Valor Econômico, Política, p. A6
Autor: CHIARETTI, Daniela
30 de Ago de 2023

PL ameaça licenciamento ambiental e deve gerar judicialização, dizem especialistas
Na ótica dos especialistas socioambientais, se o texto passar no Senado, como passou na Câmara, as metas climáticas brasileiros não serão cumpridas, por mais esforço que haja por parte do governo

Por Daniela Chiaretti, Valor - São Paulo 29/08/2023

Caso o texto do projeto de lei sobre licenciamento ambiental - que passou pela Câmara e agora tramita no Senado - seja aprovado como está, criará imediata judicialização. Uma ação direta de inconstitucionalidade (ADI), deve ser apresentada logo nos primeiros dias, na opinião de socioambientalistas.

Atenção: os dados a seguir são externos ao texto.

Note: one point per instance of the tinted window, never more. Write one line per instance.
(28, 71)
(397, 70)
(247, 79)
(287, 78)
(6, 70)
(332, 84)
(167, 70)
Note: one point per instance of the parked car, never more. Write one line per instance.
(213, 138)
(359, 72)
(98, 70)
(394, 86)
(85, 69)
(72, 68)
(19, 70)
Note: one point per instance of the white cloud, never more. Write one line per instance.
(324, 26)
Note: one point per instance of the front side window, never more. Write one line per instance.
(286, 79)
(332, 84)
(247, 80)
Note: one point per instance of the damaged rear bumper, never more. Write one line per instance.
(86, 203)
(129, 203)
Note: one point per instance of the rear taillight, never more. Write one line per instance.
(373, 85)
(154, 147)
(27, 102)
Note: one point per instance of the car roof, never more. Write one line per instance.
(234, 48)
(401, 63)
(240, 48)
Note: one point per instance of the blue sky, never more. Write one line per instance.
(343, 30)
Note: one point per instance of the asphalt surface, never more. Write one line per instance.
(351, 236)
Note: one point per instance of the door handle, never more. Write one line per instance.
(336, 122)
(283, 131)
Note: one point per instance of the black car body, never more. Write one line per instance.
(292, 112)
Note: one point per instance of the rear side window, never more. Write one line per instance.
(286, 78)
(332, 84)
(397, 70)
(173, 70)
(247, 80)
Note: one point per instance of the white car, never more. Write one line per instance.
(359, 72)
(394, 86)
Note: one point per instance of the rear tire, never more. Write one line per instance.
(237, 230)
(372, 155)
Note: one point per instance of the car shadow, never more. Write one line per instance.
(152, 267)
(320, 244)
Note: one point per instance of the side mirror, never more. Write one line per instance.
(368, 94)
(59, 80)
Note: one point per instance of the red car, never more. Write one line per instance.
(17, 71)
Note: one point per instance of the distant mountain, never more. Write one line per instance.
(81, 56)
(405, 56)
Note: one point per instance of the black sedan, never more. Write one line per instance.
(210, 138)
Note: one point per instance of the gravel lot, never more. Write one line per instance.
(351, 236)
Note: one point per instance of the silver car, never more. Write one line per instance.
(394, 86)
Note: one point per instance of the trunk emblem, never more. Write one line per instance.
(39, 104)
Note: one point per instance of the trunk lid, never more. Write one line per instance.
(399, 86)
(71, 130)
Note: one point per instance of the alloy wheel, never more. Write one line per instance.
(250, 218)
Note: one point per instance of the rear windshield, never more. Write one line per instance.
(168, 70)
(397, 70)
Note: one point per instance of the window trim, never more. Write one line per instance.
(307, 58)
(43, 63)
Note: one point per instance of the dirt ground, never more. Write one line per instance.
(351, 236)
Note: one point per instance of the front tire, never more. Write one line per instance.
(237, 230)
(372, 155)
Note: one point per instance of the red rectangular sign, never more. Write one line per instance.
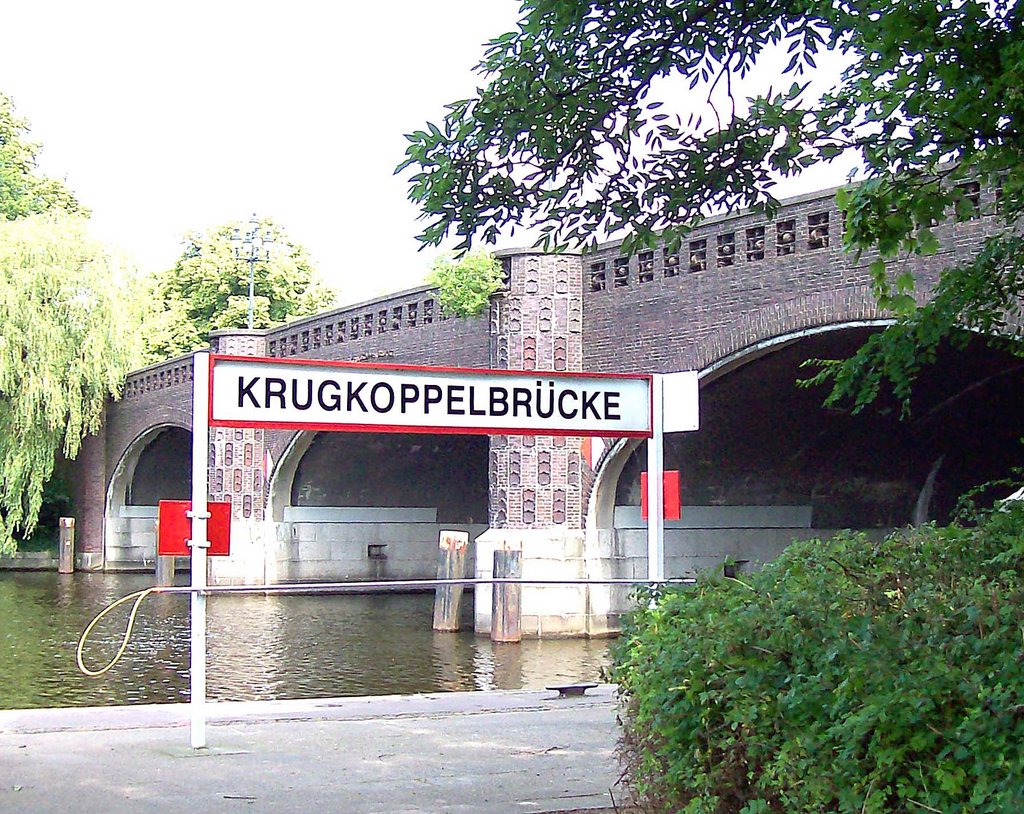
(174, 529)
(670, 491)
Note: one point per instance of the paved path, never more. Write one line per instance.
(495, 752)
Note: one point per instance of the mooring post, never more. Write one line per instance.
(505, 597)
(66, 563)
(165, 571)
(451, 565)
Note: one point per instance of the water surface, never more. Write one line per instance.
(259, 647)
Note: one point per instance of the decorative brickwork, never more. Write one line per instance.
(535, 481)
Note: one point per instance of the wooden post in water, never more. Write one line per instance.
(451, 565)
(165, 571)
(66, 563)
(505, 597)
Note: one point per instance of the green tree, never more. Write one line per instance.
(600, 118)
(208, 290)
(69, 339)
(465, 284)
(23, 190)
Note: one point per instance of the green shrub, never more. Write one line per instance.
(848, 676)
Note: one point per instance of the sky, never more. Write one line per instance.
(170, 118)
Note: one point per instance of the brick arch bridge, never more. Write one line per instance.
(737, 283)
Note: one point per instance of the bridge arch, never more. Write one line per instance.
(155, 466)
(781, 468)
(371, 505)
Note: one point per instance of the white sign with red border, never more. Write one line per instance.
(333, 395)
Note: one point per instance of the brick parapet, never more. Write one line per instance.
(662, 309)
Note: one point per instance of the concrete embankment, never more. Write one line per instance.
(486, 752)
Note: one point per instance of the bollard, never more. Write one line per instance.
(165, 571)
(67, 545)
(451, 565)
(505, 597)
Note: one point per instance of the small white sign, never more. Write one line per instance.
(306, 394)
(680, 397)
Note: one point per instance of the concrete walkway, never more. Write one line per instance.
(494, 752)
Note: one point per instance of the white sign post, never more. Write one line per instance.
(674, 409)
(199, 544)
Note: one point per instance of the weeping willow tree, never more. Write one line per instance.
(68, 339)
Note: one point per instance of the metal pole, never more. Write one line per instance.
(655, 482)
(199, 543)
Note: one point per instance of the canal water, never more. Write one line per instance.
(259, 647)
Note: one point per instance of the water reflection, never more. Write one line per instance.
(260, 647)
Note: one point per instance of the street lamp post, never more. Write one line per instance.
(252, 247)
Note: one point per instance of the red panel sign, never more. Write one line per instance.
(670, 495)
(174, 529)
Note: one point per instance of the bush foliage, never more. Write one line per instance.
(848, 676)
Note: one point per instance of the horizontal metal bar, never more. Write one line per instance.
(394, 585)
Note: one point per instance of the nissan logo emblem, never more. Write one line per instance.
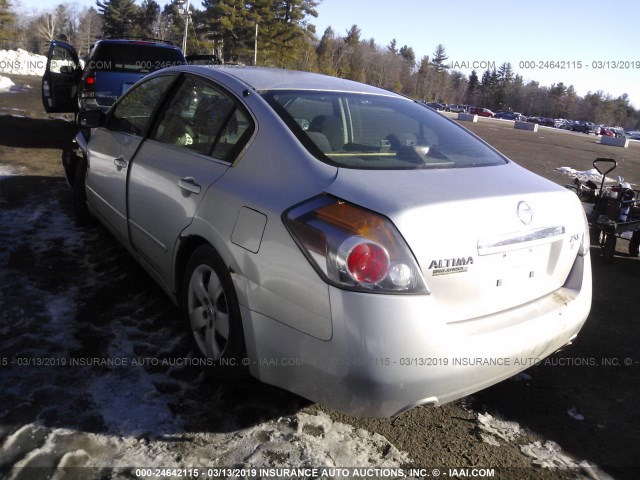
(525, 214)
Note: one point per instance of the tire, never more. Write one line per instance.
(80, 209)
(609, 248)
(634, 244)
(212, 313)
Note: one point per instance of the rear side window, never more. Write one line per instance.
(205, 119)
(133, 57)
(133, 113)
(378, 132)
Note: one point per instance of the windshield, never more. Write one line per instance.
(378, 132)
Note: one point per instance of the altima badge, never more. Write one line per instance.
(525, 214)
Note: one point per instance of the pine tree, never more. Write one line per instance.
(118, 16)
(7, 20)
(146, 21)
(439, 57)
(472, 88)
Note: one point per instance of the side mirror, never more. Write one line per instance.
(90, 119)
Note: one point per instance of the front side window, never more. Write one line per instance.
(133, 113)
(378, 132)
(202, 118)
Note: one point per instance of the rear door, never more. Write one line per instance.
(112, 149)
(61, 79)
(197, 136)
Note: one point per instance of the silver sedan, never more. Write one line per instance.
(334, 239)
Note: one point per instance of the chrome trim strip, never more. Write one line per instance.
(518, 240)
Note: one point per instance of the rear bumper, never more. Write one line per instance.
(388, 355)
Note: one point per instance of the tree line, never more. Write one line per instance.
(287, 38)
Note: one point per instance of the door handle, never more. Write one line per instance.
(120, 162)
(189, 184)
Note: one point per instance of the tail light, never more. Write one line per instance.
(354, 248)
(89, 85)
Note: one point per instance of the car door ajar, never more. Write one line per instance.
(192, 146)
(112, 149)
(61, 79)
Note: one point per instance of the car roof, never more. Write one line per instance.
(269, 79)
(132, 41)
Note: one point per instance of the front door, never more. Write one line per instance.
(113, 148)
(61, 79)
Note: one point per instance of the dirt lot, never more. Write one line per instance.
(67, 291)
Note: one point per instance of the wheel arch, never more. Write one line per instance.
(188, 242)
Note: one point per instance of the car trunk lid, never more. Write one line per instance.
(487, 239)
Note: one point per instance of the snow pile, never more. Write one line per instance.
(5, 84)
(21, 62)
(298, 441)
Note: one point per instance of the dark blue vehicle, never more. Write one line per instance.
(111, 68)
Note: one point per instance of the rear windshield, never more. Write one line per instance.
(134, 57)
(378, 132)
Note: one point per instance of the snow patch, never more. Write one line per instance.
(573, 413)
(21, 62)
(583, 175)
(495, 427)
(550, 455)
(8, 171)
(5, 84)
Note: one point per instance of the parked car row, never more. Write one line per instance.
(562, 123)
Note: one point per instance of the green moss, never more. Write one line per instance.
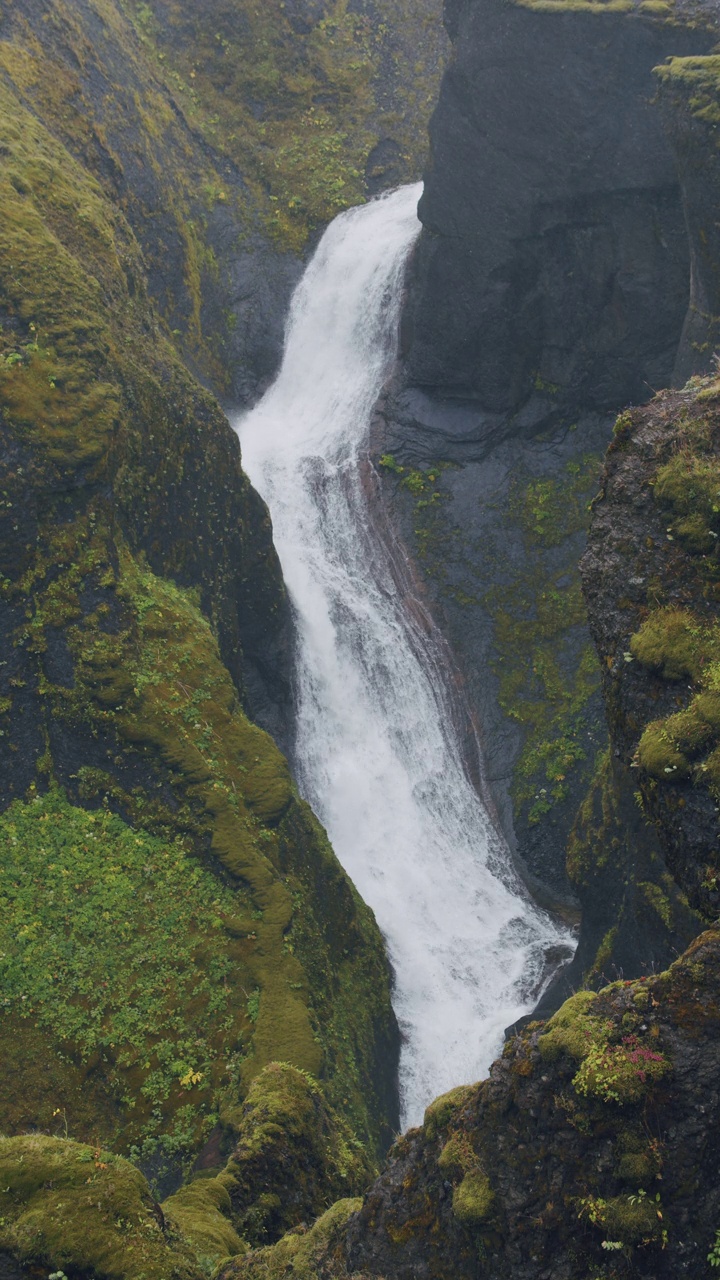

Além de criar insegurança jurídica, estudo do Instituto Socioambiental (ISA) com a Universidade Federal de Minas Gerais, diz que com o que propõe o atual texto, as metas climáticas brasileiras não serão cumpridas, por mais esforço que haja por parte do governo.

"O texto implode com a principal ferramenta de prevenção de danos ambientais, que são as licenças", diz Suely Araújo, especialista sênior em políticas públicas do Observatório do Clima.

"O licenciamento é o instrumento mais aplicado da política ambiental desde a década de 70", diz Maurício Guetta, consultor jurídico do ISA. É um instrumento fundamental, mas sem uma lei geral até agora. "O seu enfraquecimento pode ter um impacto em cadeia no ambiente e nas pessoas".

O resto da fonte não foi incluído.